A shrewd whistle cut through the air.
“There’s a white pickup pulling up,” said Natalie Perkins, from her post looking out of the hotel room’s window.
The room full of people went still. The air conditioner hummed and traffic was heard from the road outside the Gillette hotel.
Then a few moments later she signaled again: “He just made a full circle.”
The 15 or so people spaced between the neighboring hotel rooms, conjoined by the open partition door on the wall separating them, fell quiet. A few Gillette police officers shuffled into position, including two in the waiting room, as the other officers stationed themselves in the operation room and spoke in hushed tones.
The rest happened in a blink, starting with a knock at the door.
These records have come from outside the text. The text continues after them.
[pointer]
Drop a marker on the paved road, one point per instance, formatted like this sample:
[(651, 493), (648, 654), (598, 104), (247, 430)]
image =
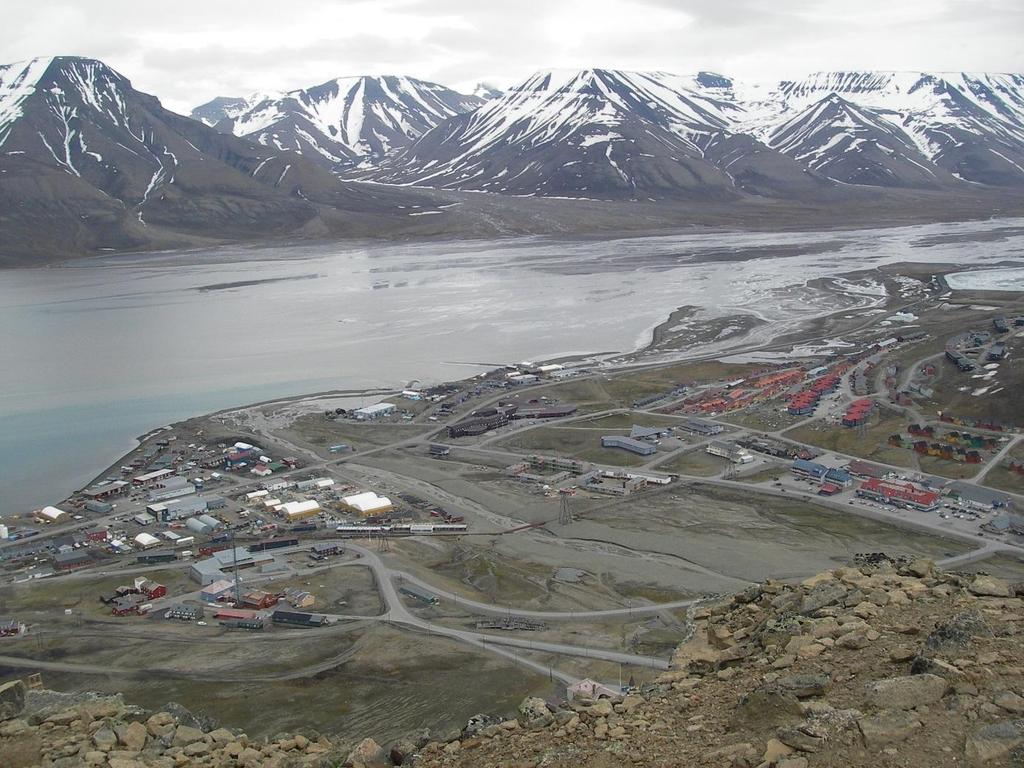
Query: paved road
[(396, 612)]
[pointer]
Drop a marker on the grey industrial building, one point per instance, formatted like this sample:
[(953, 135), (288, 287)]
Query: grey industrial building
[(628, 443), (172, 488), (222, 563), (639, 432), (699, 426)]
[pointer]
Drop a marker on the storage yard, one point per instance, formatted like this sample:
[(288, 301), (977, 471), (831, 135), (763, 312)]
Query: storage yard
[(582, 507)]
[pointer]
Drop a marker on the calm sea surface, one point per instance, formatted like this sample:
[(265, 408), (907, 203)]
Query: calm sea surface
[(95, 353)]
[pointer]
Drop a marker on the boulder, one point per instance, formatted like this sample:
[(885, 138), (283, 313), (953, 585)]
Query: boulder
[(368, 754), (958, 632), (222, 735), (986, 586), (825, 594), (905, 692), (11, 699), (993, 742), (800, 738), (1010, 701), (104, 739), (185, 734), (601, 708), (132, 736), (803, 686), (853, 640), (887, 727), (921, 568), (400, 752), (534, 708), (768, 706)]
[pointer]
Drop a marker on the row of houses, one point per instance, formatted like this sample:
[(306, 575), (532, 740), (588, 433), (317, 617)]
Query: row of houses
[(875, 486), (937, 450), (804, 401), (954, 437)]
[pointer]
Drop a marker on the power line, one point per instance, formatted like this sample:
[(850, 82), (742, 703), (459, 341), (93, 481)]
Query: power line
[(564, 513)]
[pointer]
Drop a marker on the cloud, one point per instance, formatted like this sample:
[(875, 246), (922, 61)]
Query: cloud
[(188, 51)]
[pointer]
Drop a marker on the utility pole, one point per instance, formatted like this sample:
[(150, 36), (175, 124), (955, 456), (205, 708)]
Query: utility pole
[(564, 513), (235, 566)]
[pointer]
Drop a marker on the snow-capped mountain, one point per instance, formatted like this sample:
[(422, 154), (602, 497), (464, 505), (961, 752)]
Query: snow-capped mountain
[(637, 135), (486, 91), (345, 121), (970, 126), (223, 108), (88, 162), (601, 133), (854, 145)]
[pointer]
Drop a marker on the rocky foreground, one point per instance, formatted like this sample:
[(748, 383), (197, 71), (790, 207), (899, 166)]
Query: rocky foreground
[(872, 666)]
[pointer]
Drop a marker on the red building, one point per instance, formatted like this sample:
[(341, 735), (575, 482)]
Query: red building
[(258, 600), (153, 590), (97, 535), (899, 495), (858, 412), (235, 613)]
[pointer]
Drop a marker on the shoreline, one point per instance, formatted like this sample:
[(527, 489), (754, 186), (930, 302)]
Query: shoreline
[(748, 342), (711, 219)]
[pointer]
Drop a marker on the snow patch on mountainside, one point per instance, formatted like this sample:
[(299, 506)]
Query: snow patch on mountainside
[(17, 82)]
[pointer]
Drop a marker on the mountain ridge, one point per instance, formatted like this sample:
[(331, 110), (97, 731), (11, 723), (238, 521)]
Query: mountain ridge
[(344, 121)]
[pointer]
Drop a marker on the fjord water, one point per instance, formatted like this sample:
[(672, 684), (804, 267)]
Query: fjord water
[(99, 351)]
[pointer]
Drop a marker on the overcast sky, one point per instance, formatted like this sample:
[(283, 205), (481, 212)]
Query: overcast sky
[(187, 51)]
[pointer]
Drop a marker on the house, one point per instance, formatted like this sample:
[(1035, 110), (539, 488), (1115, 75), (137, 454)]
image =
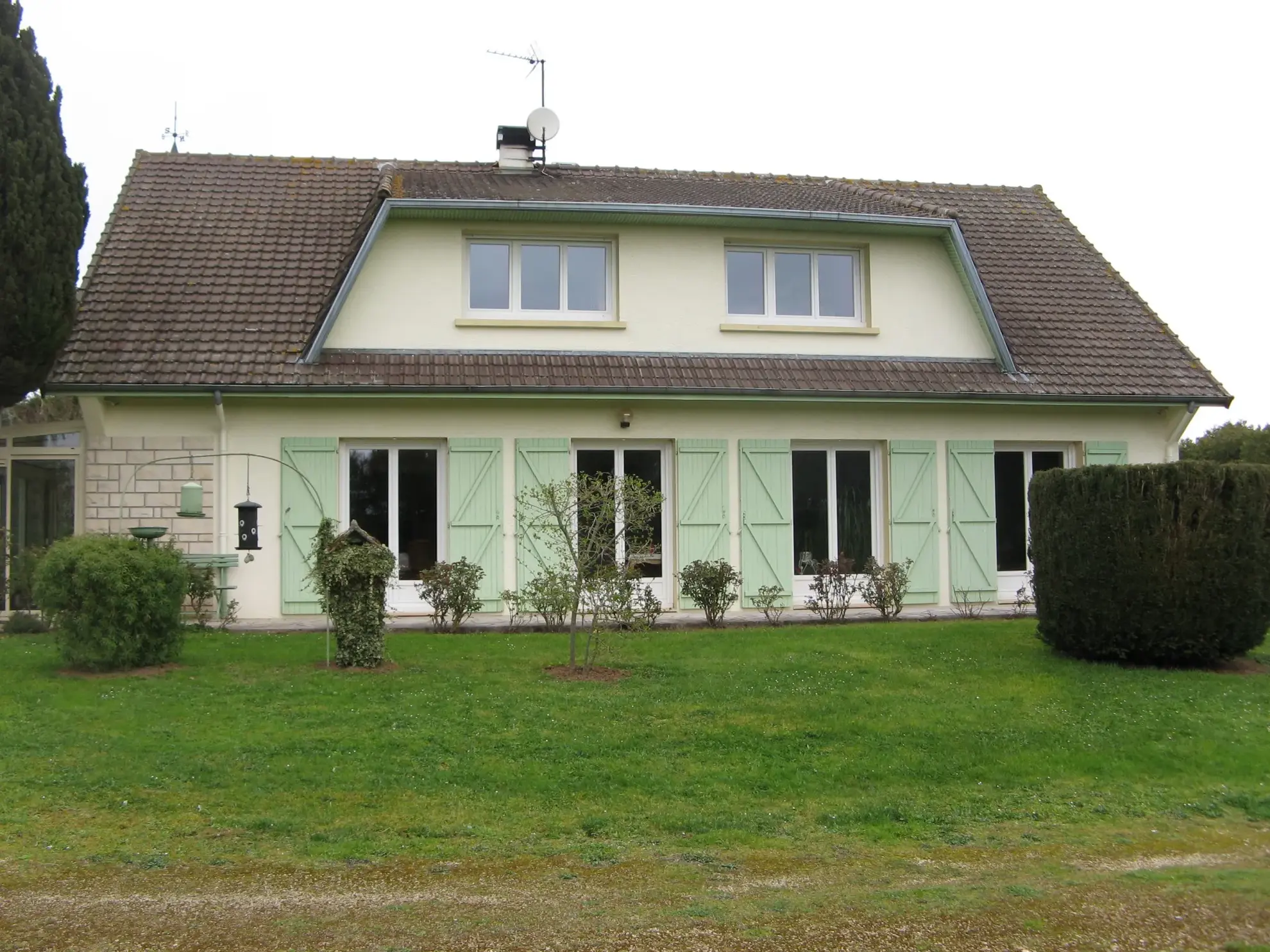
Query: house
[(804, 366)]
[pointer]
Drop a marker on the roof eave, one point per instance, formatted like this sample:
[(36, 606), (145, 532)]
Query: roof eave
[(949, 226), (635, 392)]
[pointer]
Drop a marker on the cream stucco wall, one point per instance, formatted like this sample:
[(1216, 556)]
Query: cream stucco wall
[(670, 292), (257, 424)]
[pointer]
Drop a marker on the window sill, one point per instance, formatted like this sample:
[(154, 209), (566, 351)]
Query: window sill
[(799, 328), (607, 324)]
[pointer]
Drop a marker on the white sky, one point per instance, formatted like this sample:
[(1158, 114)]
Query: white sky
[(1144, 122)]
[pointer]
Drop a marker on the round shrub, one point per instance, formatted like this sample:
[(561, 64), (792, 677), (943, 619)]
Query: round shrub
[(1162, 564), (114, 601)]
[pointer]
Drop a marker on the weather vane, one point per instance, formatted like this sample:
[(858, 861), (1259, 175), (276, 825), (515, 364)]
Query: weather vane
[(171, 132)]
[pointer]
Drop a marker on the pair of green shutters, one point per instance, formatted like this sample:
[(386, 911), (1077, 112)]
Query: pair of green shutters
[(475, 509)]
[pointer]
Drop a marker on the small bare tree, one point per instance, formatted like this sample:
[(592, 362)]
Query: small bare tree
[(588, 527)]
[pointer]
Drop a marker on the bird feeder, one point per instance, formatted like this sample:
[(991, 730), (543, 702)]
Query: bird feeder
[(190, 501), (250, 533)]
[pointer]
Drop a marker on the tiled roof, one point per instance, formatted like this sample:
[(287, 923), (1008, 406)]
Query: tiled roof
[(214, 271)]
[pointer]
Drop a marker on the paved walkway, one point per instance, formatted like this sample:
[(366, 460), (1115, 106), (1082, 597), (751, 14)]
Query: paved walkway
[(685, 619)]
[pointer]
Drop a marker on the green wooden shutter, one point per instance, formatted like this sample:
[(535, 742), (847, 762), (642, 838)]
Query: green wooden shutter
[(702, 496), (913, 517), (973, 519), (1106, 452), (766, 517), (475, 507), (303, 509), (538, 461)]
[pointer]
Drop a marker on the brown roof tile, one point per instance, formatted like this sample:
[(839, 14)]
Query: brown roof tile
[(214, 271)]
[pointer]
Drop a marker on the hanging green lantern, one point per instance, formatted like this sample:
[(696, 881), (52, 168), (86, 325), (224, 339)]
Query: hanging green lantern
[(190, 501)]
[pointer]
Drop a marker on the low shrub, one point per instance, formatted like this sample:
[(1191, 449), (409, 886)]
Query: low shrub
[(453, 592), (832, 588), (1164, 564), (114, 601), (24, 624), (768, 602), (886, 587), (548, 596), (201, 593), (351, 579), (967, 605), (711, 585)]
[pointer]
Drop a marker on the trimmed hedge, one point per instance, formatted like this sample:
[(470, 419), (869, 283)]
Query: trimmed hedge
[(114, 601), (1162, 564)]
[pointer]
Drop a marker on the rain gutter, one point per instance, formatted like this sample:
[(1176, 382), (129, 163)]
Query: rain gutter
[(558, 392)]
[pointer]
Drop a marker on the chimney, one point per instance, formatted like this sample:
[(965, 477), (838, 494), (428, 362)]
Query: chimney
[(514, 149)]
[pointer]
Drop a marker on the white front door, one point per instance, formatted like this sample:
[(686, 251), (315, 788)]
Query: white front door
[(648, 462), (1014, 472), (834, 508), (395, 494)]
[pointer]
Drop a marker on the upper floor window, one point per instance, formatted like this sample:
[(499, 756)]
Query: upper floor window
[(794, 283), (540, 278)]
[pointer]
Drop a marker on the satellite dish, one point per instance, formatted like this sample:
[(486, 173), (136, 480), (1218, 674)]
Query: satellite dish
[(543, 124)]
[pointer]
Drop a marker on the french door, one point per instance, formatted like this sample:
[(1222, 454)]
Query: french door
[(395, 494), (834, 513), (1014, 472), (647, 462)]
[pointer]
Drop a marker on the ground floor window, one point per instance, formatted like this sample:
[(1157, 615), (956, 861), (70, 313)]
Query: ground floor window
[(394, 493), (1014, 472), (833, 507), (648, 463)]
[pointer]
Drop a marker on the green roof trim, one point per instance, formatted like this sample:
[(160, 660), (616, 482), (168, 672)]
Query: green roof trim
[(628, 212)]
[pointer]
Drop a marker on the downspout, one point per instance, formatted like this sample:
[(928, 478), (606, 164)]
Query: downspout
[(223, 476), (1171, 448)]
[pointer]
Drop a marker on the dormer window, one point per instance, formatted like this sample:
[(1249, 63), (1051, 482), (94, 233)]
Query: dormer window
[(794, 285), (536, 278)]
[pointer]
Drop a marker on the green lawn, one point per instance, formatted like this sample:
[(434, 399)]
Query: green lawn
[(781, 738), (762, 785)]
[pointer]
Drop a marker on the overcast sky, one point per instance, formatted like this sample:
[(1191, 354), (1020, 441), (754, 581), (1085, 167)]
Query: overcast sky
[(1144, 122)]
The two officers in the other room shot into the hallway. Handcuffs clicked and clasped and the officers resurfaced in the neighboring operation room, escorting the man they had just detained.
The onlookers from the waiting room — a group of human trafficking victims advocates, and Uprising Wyoming employees, including trafficking survivors — peered into the other room through the partition as the man was patted down.
The 38-year-old Gillette man, still in handcuffs, was then seated on the edge of the bed, facing a mirror and two trafficking advocates, Terri Markham, the nonprofit executive director, and Julie Johnson, a survivor of trafficking herself.
“I could have been in this room,” Johnson told him. “I was in this room at a different point in my life, against my will. I was being sold to buyers.”